VANCOUVER, B.C.: Demographics are dead. Or at least dying.
That’s the argument at the heart of a global research project led by Canadian values researcher David Allison — and now the world is paying close attention.
Last week in New York, Allison became the first Canadian ever to win a Silver Apple Award, a 40-year-old honour presented by the Marketing Club of New York to recognize outstanding contributions to the future of marketing.
His win came in the rare and prestigious Innovation category, awarded only five times in the program’s history.
With previous Innovation honourees including Bonin Bough, Mayur Gupta and John Nardone, the Innovation Apple is a flag planted by the industry to mark transformation.
This year, that flag pointed North.
ADVERTISEMENT:
Allison is being recognized for his work building the world’s first global database of human values, gathered from over a million surveys in 152 languages, and used to introduce a new marketing and business metric: Valuegraphics.
“We’ve had demographics and psychographics,” says Allison. “Now we have Valuegraphics — a third lens to truly understand what motivates people, based on the values they share.”
It’s an idea that’s quickly gaining traction.
The data is being used by brands like Google, PayPal, lululemon, and the United Nations Foundation to understand customers, citizens and employees in a post-demographic world.

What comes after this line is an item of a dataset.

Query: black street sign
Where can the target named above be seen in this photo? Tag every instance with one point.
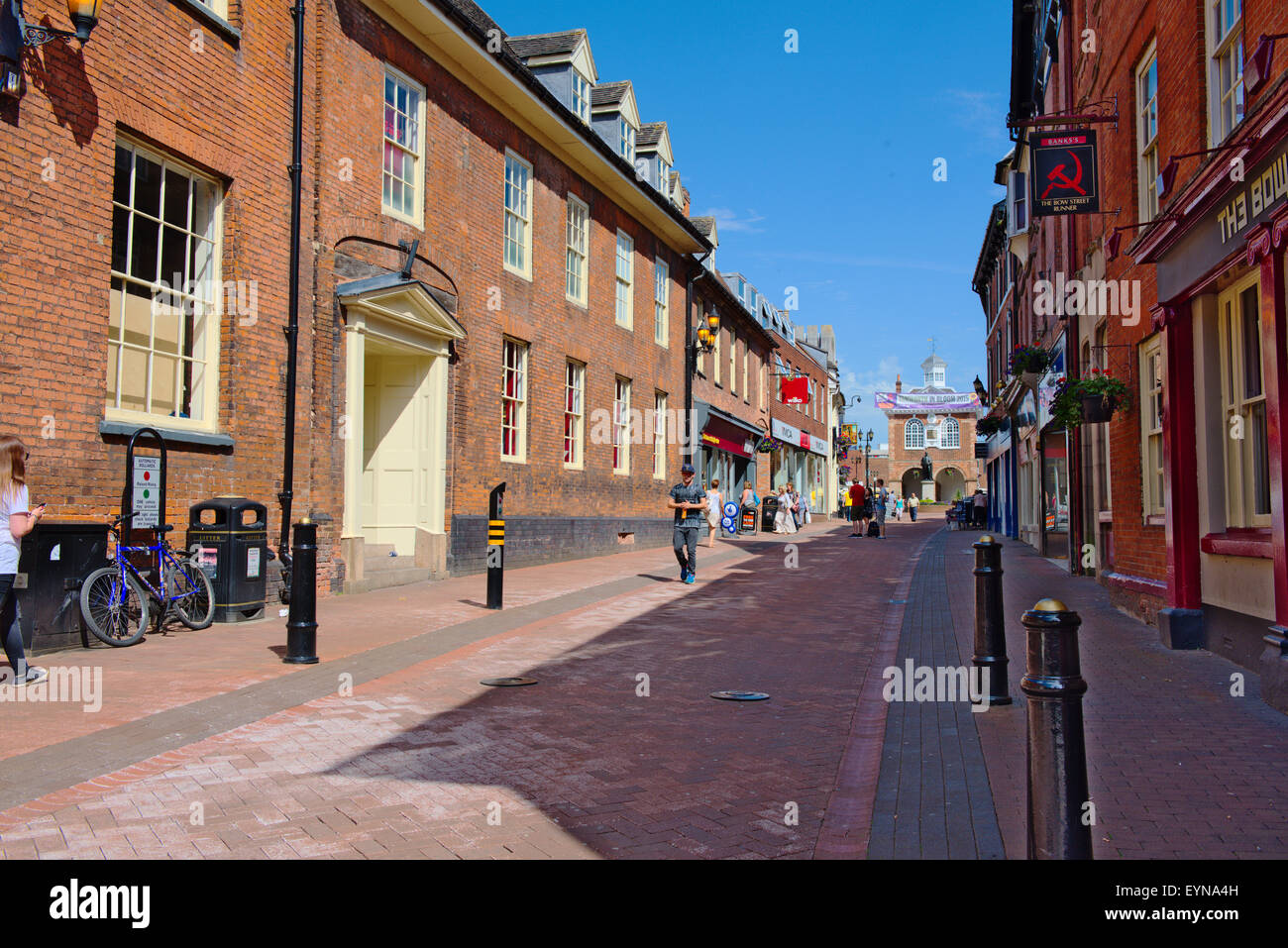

And it’s already appearing in textbooks used in business schools around the globe, training the next generation of marketers and policymakers to put shared human values at the centre of strategy.
This growing international interest just earned Allison another major invite: he was recently asked by Amazon to present his research to some of their largest global brand clients at the Cannes Lions International Festival of Creativity, where he spoke alongside Roger Federer.
“Canada has always exported ideas before we celebrate them,” Allison says. “But this moment, with the award, the book deal and Cannes — it feels like something’s shifting.”
ADVERTISEMENT:
That book deal — his third — was just signed with publishing giant Wiley, further cementing his work as a core part of the conversation about the future of marketing, sales, employee engagement, leadership — issues that all boil down to influencing what people do.
Whether this marks a long-overdue Canadian recognition for contributions on the world stage remains to be seen.
But for now, a new name sits beside the likes of Bough and Gupta — and it belongs to a researcher from Vancouver who’s helping the world rethink what it means to truly understand people.